In the long run, it probably isn’t the biggest deal, but the fact that the Americans scouted the hotel while England was still staying there clearly irked Coach Phil Neville, who seemed to regard it as a breach of protocol at the least and a sign of the Americans’ arrogance at worst.

“It’s not an unfair advantage; it’ll have no bearing on the game,” Neville said, per the BBC. “I actually found it quite funny. I just thought, ‘What are they doing?’ It’s not etiquette really, is it?

"The only thing I would say is it's not something that I would want my team ops person doing.

“We’re happy with our hotel. So I hope they enjoyed the hotel.”

U.S. Coach Jill Ellis shrugged it off, saying that team officials were doing their due diligence and that other teams have done the same thing.

“The only two people that think of planning ahead on my team is my administrator, because she has to book all the flights and everything and do all that stuff, and her boss. And everybody else, we don’t worry about that,” Ellis said.

“I think that’s important to do your job. So in terms of arrogance, I think that’s got nothing to do with us. That’s planning and preparation for our staff. So I think that’s pretty normal.”

Neither coach suggested that the Americans’ hotel reconnaissance was any sort of spy mission — England’s players were away at practice during the Americans’ visit — but Neville said he didn’t think Ellis would have been pleased had England’s administrators visited the Americans’ hotel while they were still staying there.
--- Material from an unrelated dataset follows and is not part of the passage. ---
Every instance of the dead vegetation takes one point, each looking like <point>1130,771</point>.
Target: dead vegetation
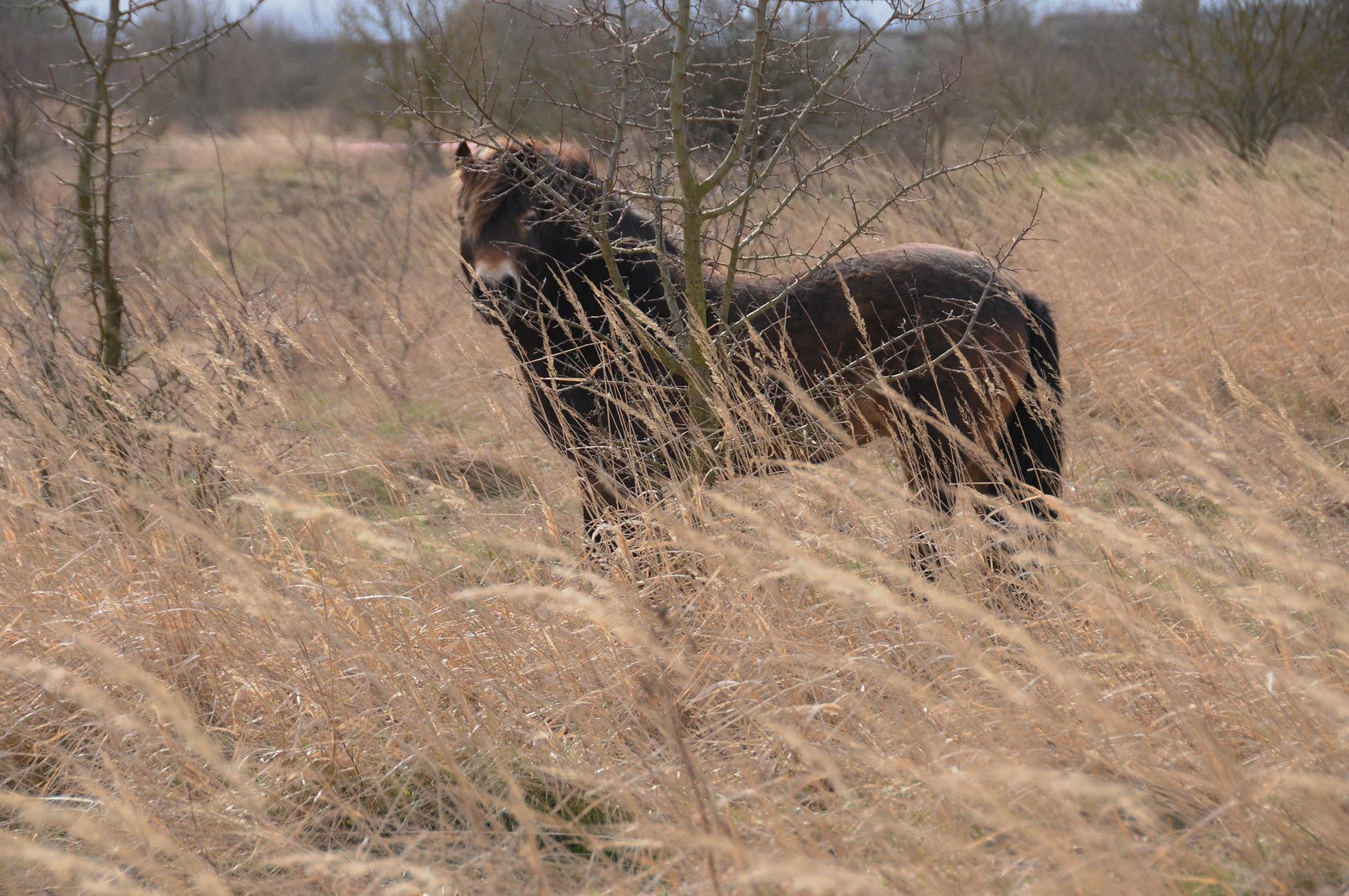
<point>327,623</point>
“We were training. I hope they enjoyed the hotel, but it’s not something we would do — sending someone round to another team’s hotel,” Neville said. “But it’s their problem. I am sure that Jill probably wouldn’t have been happy with that arrangement. I wouldn’t have been if that was my team ops person going round.

“I am sure they will be dealing with their own infrastructure within their own discipline problem.”

Not taking any chances, security was sent to get rid of a person observing England’s practice from the bushes on Monday.

As for claims that the Americans are being overly arrogant going into Tuesday’s clash?

“It’s important that our team has confidence,” Ellis said. “I don’t think in any way this is an arrogant team. I think this team knows that they’ve got to earn everything, that we’ve got tough opponents . . . still ahead of us and we have to earn every right to advance in this tournament.”